Alie Jackson on AR, Storytelling, and her Hometown in Texas

Alie Jackson is a multimedia artist based in Austin, Texas. Her work reflects her observations of current events and personal experiences through abstractions in augmented reality, installation, video, painting, sculpture, and textiles. She has over 11 years of experience working on freelance and agency projects with brands in the entertainment and retail space including Lionsgate, Sony Pictures, Marvel, Warner Brothers, Disney+, Hulu, FX, Nike, and Footaction.

Ahead of the Ghosting Miami launch, she talked with Illust about the personal story behind her piece Mangled Metals and how AR helps guide her storytelling.

Tell us a little about the work you’re presenting with Ghosting 

 

My piece is titled Mangled Metals, it’s an abstract view surrounding rapid growth and issues that it brings to my hometown Austin, TX. Austin’s growth has resulted in a boom of land and building development that has impacted our local environment, creative communities, and a massive increase in the displacement of people of color. I’ve been thinking a lot over the past few years about the negative effects of rapid growth in the area, so much that I moved outside of Austin to a small town with a more affordable cost of living. Many of my creative peers are doing the same thing, and this is resulting in the outward migration of Austin’s creative community to small affordable towns in central Texas.

The work was created by freestyling elements and shapes individually in VR and then arranging them together in Blender. The result of the elements coming together resemble an intertwined cluster of metallic objects rotating around a hollow core.

Explain how your surroundings influence your work?

My work is always influenced by my surroundings. This work in particular is heavily influenced by leaving one city and moving onto the next. I was still in between my new and old house when creating this work, I think that definitely shows in the sense of organized chaos it has. Although not reflected in this piece, I find that my current work after moving to a small town has been a bit less chaotic, my process is a bit slower and I’ve started to incorporate more wildlife.

How does translating your work into AR form speak to your practice? 

I am really interested in translating a story or feeling using different mediums and seeing if the work takes on new meanings through those mediums. What I love so much about working in AR is the unique experience the viewer has with the work each time they view it. Unlike showing work in a controlled environment like a gallery or on your computer screen, viewing a piece of work in AR is always going to have uncontrolled variables.

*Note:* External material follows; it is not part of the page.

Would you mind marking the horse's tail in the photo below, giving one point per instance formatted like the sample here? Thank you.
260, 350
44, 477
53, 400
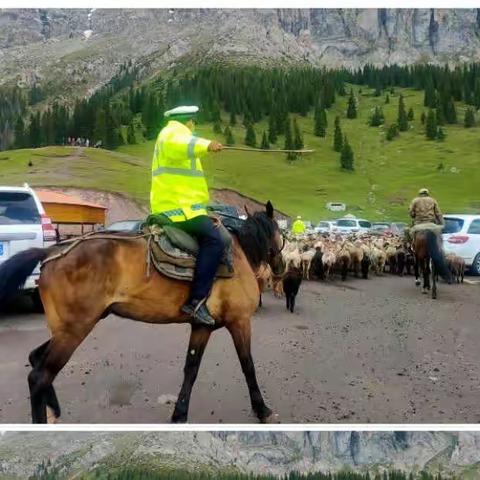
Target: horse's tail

The lighting, temperature, sound, and location are in a constant state of change.

How does blockchain technology support you as an artist? 

This is my first project tied to blockchain, so I am excited to find out! I think the NFT space is exciting for artists that work outside of the traditional ‘art gallery’ model as a way to monetize our work and not have to take on client work to pay the bills.

The people at Illust have had an artist first mentality since Day 1, and that’s tough to find these days. They’ve made this complicated process easy to understand and I love how they have incorporated a payout system for the artists through every future trade of the artwork.

Alie’s work is currently on view in Miami and will be available as a part of the Ghosting Collection 2 Auction September 8-9.